1987 film directed by V. Azhagappan

Poo Poova Poothirukku is a 1987 Indian Tamil-language film directed by V. Azhagappan and produced by Kaveri Manoharan. The film stars Prabhu, Saritha and Amala. It was released on 18 September 1987.

== Plot ==

Ramu and Janaki are a happily married couple and have two children. Ramu, however, is unfaithful to his wife; he is in a secret relationship with Mary in Andaman and she gives birth to his son, Kannan. Years later, Mary dies in a car accident, and Ramu reveals the truth to his wife. The rest of the film deals with the aftermath.

== Cast ==
- Prabhu as Ramu
- Saritha as Janaki
- Amala as Mary
- Manorama as Alamelu
- Chitra Lakshmanan as Narayana
- Senthil as Parrot Zosier
- Rajeev as Shyam
- Baby Sonia
- Baby Kalpana
- Kokila Prabhakaran as Banu

== Production ==
Poo Poova Poothirukku was directed by V. Azhagappan, who also wrote the screenplay. The film was produced by Kaveri Manoharan under My Productions. Cinematography was handled by K. B. Dayalan, and the editing by V. Rajagopal.

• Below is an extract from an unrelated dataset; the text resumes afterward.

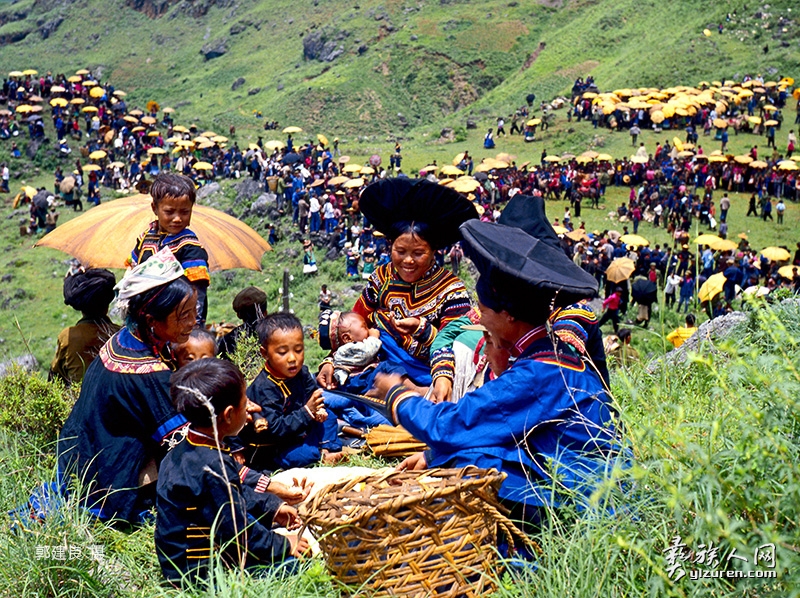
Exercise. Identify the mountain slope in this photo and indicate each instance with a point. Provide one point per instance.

Some of the scenes were shot at Andaman.

== Soundtrack ==
The soundtrack was composed by T. Rajendar, who also wrote the lyrics.

Track listing
| No. | Title | Singer(s) | Length |
|---|---|---|---|
| 1. | "Kuku Kuku Kuyile" | K. S. Chithra | 4:51 |
| 2. | "Ungappa Vangi Thanda" | S. Janaki, Vidhya | 4:44 |
| 3. | "Poo Poottha Chediya" | P. Jayachandran | 4:39 |
| 4. | "English Kaaran Thanni" | Malaysia Vasudevan, Mano | 4:39 |
| 5. | "Vasam Sindum" | Mano, Vani Jairam | 4:31 |
| Total length: |  |  | 23:24 |

== Release and reception ==
Poo Poova Poothirukku was released on 18 September 1988. N. Krishnaswamy of The Indian Express called the film "somewhat of a drag" and noted its similarities to Man, Woman and Child (1983), but praised the performances of Prabhu, Sarita and the child artistes. The film did well at box-office.